The commission said SPP’s procedures will avoid duplicative study costs and operational costs that otherwise would occur when the replacement request must proceed through the interconnection study queue process, delaying the addition of more efficient and cost-effective resources. FERC said the proposal will prevent generator owners from losing their existing interconnection service and potentially incurring “significant costs” to obtain replacement service at the same location.

“We find that SPP’s proposal will allow for more efficient use of the transmission system by streamlining the current replacement process,” the commission said.

FERC found SPP’s proposed process complies with Order 2003, which requires public utilities that own or operate transmission to file generator interconnection procedures for facilities with capacity greater than 20 MW. The order provides for pro forma large generator interconnection procedures (LGIP) but allows for variations consistent with or superior to the standard LGIP.

In its April filing, SPP said its proposal will encourage owners of existing facilities to upgrade to newer, more efficient technology.

Multiday Minimum Run Time OK’d

FERC’s Office of Energy Market Regulation on June 30 issued a letter order accepting SPP’s Tariff revisions that allow market-committed resources with a minimum run time extending beyond initial reliability unit commitment or day-ahead commitment periods to be eligible for make-whole payments after their initial commitment period (ER20-1782).

The RTO’s stakeholders approved the change in January.
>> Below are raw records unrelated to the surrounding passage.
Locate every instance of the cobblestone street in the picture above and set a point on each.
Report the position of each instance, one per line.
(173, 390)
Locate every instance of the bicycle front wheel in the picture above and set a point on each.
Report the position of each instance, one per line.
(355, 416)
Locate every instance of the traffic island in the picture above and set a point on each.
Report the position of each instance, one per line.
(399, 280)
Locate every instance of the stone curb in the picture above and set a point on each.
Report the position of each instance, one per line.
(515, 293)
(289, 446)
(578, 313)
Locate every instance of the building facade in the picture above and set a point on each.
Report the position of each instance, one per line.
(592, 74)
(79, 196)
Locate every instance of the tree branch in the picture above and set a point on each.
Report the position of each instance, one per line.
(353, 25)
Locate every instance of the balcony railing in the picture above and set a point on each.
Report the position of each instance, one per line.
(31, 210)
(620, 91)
It is intended to minimize potential gaming opportunities identified by the Market Monitoring Unit. (See “Members Pass 12 Revision Requests,” SPP MOPC Briefs: Jan. 14-15, 2020.)

FERC to Examine Roughrider’s Formula Rate

FERC on June 30 also accepted SPP’s Tariff revisions that add a formula rate template and implementation protocols allowing Roughrider Electric Cooperative to recover its annual transmission revenue requirement (ATRR) as a transmission-owning member of the RTO, effective July 1 (ER20-1750).

However, the commission said its preliminary analysis indicates the proposed revisions may be unjust and set them for hearing and settlement judge procedures. Missouri River Energy Services had protested the filing, arguing that it lacked adequate detail about the source of certain construction costs.

Roughrider, embedded in the Integrated System as a Basin Electric Power Cooperative member, joined SPP on April 30 and has been placed in the RTO’s Upper Missouri pricing zone. The North Dakota distribution cooperative serves more than 8,000 members in six counties. It purchases power through Montana’s Upper Missouri Generation & Transmission Cooperative and also sources energy from SPP members Basin Electric Power Cooperative and Western Area Power Administration.

FERC did not suspend and subject Roughrider’s ATRR to refund obligations because the co-op is not within the commission’s jurisdiction under Section 205 of the Federal Power Act. However, it noted that Roughrider voluntary agreed to issue refunds should it change under the hearing and settlement judge process.